News about COVID-19 often comes packaged with charts, maps and graphs that help the public understand the state of the pandemic and to justify policies around mask-wearing and social distancing. Such visual representations can succinctly reveal critical information from vast datasets and they are essential for communicating scientific findings to the general public and policymakers.
However, the way data is presented can influence its interpretation. “How data is represented can introduce bias, dramatically changing the conclusions drawn and ultimately affecting policy-making and other important decisions,” says Danielle Szafir, an assistant professor of computer science with the ATLAS Institute. As director of the VisuaLab, Szafir researches what scientists, policymakers and the general public take away from such visualizations and whether their conclusions reflect what the data actually means.
Recognizing the value of this research, the National Science Foundation recently awarded Szafir a CAREER award for a project titled, “Developing Perceptually-Driven Tools for Estimating Visualization Effectiveness.” An NSF CAREER award is one of the most prestigious given to faculty in the early phases of their careers. For Szafir, the grant provides $550,000 over five years to support research and outreach activities.
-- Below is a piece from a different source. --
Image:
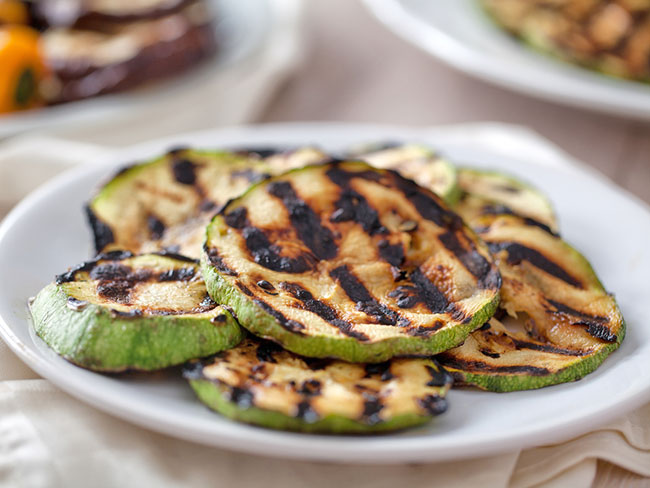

The award will allow Szafir to fill a gap in data visualization research. Past visualization studies have demonstrated which types of charts perform well for specific tasks, but there isn’t yet a concrete way to rapidly gauge the efficacy of different types of visualizations. Their goal is to offer designers automated solutions for rapidly estimating visualization effectiveness, including revealing what different types of visualizations fail to communicate or communicate incorrectly. By establishing a set of effective visualization design practices that are universally accessible, they will help designers make better choices that minimize misleading data representations and make data exploration more efficient and easier.
Another key goal for the initiative is to develop a curriculum for a Coursera Massive Online Open Course (MOOC) for an online Master of Data Science program to help students from a broad set of fields develop essential data visualization skills.
Befitting an ATLAS research lab, VisuaLab's work is highly interdisciplinary, touching on cognition, perception and the most advanced applications of visual technologies, including virtual reality (VR) and augmented reality (AR). To help connect researchers specializing in these various fields, Szafir cofounded VisXVision, an interdisciplinary initiative aimed at promoting collaboration between data science and cognitive science.
“We have seen an unprecedented increase in public communication using data,” Szafir says. “By offering designers a means to readily understand what patterns people will see in a visualization, we can rapidly improve the ways we use data.”
Commenting on Szafir's research, ATLAS Director Mark Gross says, "It's hard to overstate the potential of Danielle's work. Inventing tools that make it easier to communicate scientific findings can make us all more informed decision-makers."
Szafir’s CAREER award (NSF 2046725) is funded by the NSF’s Directorate for Computer and Information Science and Engineering Faculty Early Career Development Program.